Mathematicians have all sorts of motivations to do mathematics. Intrinsic
beauty is certainly primary, but in order to continue in this job that doesn't
pay all that well and requires sacrifices our families don't understand, we've
needed to come to some terms with our roles in the world. We've needed to
justify our apparent uselessness, because some of us in conscience can't be
useless people and can't morally continue to do pure math if it is indeed
contributing nothing of value to the world. Doing math (or writing music, or
making art) for the sole purity of thought, the simple beauty of it, is
allowed only to people with a certain sort of psychological and financial
privilege. I was not raised with that privilege.

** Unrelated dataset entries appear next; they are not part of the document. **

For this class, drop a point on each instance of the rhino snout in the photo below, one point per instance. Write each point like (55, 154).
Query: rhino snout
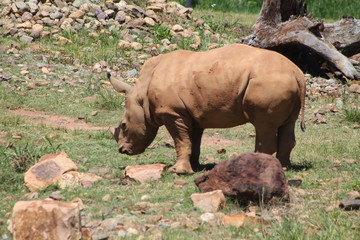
(125, 149)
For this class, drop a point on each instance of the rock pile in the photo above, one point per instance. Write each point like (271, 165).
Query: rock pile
(55, 169)
(32, 19)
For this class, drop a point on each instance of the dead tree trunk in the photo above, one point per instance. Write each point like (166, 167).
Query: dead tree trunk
(283, 26)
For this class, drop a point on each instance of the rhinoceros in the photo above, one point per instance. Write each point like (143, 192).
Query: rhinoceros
(221, 88)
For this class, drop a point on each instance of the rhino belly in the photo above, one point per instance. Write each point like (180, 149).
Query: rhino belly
(220, 119)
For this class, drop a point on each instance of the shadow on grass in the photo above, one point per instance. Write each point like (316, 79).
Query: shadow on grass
(300, 167)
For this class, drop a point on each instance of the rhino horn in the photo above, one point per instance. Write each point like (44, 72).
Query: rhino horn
(118, 84)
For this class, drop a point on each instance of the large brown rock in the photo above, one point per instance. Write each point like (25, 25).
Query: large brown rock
(45, 219)
(209, 201)
(48, 171)
(249, 176)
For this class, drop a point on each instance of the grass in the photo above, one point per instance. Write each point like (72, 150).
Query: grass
(326, 9)
(330, 151)
(325, 148)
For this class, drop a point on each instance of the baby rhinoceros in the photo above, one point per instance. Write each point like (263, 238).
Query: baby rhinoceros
(221, 88)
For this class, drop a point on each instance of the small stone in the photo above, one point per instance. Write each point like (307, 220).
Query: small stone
(26, 17)
(294, 182)
(120, 17)
(90, 99)
(355, 88)
(101, 16)
(221, 151)
(330, 209)
(354, 195)
(57, 196)
(181, 182)
(16, 137)
(36, 30)
(48, 170)
(6, 11)
(145, 197)
(149, 22)
(143, 173)
(44, 219)
(207, 217)
(56, 15)
(22, 7)
(76, 15)
(209, 201)
(177, 28)
(350, 204)
(32, 195)
(106, 198)
(239, 220)
(124, 44)
(136, 46)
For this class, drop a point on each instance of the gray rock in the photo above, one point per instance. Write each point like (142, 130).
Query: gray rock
(26, 38)
(120, 17)
(78, 3)
(101, 16)
(131, 73)
(97, 10)
(60, 3)
(294, 182)
(23, 7)
(350, 204)
(34, 8)
(56, 15)
(27, 16)
(110, 13)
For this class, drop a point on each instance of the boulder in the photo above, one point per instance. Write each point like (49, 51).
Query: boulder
(209, 201)
(143, 173)
(249, 177)
(48, 171)
(45, 219)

The intrinsic beauty of math and the fact that it's a contribution to the
world are not in contradiction. Bach wrote beautiful music that has changed
the way we hear and the way we think, changed the path of human civilization.

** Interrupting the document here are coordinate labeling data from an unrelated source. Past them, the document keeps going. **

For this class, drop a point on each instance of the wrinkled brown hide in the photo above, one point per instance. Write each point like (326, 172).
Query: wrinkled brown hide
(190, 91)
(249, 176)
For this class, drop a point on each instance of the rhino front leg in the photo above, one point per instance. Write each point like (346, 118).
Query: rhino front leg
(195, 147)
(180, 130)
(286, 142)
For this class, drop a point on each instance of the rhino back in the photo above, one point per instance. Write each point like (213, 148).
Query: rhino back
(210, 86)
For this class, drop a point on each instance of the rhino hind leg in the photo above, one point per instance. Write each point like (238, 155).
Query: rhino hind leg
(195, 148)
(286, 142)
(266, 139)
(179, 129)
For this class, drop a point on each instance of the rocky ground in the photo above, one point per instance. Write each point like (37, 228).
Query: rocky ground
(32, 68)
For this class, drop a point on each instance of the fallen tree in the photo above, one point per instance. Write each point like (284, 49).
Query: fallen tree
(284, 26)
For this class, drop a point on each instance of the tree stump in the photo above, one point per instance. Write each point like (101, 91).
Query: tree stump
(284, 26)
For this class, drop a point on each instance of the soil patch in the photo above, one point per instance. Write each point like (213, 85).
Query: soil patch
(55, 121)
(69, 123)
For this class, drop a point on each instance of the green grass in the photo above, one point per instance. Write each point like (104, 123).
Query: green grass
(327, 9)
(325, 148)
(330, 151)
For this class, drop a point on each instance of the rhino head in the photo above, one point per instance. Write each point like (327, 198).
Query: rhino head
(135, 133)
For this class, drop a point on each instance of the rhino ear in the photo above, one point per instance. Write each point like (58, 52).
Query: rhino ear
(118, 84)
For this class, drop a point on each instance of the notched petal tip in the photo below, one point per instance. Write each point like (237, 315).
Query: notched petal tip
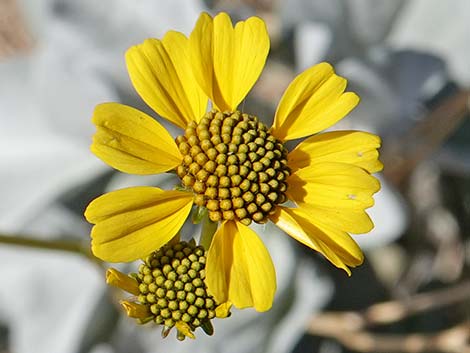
(314, 101)
(131, 141)
(120, 280)
(239, 268)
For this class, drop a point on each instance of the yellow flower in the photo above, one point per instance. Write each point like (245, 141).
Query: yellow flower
(169, 290)
(229, 162)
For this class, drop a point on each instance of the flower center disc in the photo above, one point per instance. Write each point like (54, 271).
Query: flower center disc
(235, 167)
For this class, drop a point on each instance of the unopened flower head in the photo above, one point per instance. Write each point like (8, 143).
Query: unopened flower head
(169, 290)
(230, 164)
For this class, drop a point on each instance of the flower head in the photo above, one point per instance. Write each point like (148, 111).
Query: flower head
(231, 164)
(169, 289)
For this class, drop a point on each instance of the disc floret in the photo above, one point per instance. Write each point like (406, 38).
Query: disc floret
(234, 166)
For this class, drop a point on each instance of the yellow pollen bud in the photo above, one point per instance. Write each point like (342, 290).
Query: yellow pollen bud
(118, 279)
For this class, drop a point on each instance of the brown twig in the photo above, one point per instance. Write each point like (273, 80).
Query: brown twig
(350, 328)
(13, 34)
(402, 156)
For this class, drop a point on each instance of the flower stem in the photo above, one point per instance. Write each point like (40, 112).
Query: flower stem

He did it for a paycheck. He did it for the audiences who would hear it then.
He did it for the beauty. People who write programming languages because they
want more beauty in programming do it for themselves and others. If Bach's
music wasn't shared, if Ruby just sat hidden on a hard drive, neither of them
would have made a lick of difference in the world and I would argue they'd
have no value. Mathematics exists without and beyond us. Our discoveries, and
the way they're _shared_ , are what make them valuable to human life.

I do math because I desire to better the world: not by ending child abuse, but
by discovering and then sharing the beauty of new mathematics. That's why we
write papers, you know -- not just for jobs and tenure. Sharing has its own
benefits, as in encountering the ideas of others we are sparked into new
inspiration.

Move beyond the political and charitable in thinking about how one might
better the world. Many software developers are interested in bettering the
world and are doing it through their work, even if it's not an app for water
in Africa. Can you so readily dismiss all of them? or is it ok because
software development is a dirty business that contrasts with that pure garden
of mathematics?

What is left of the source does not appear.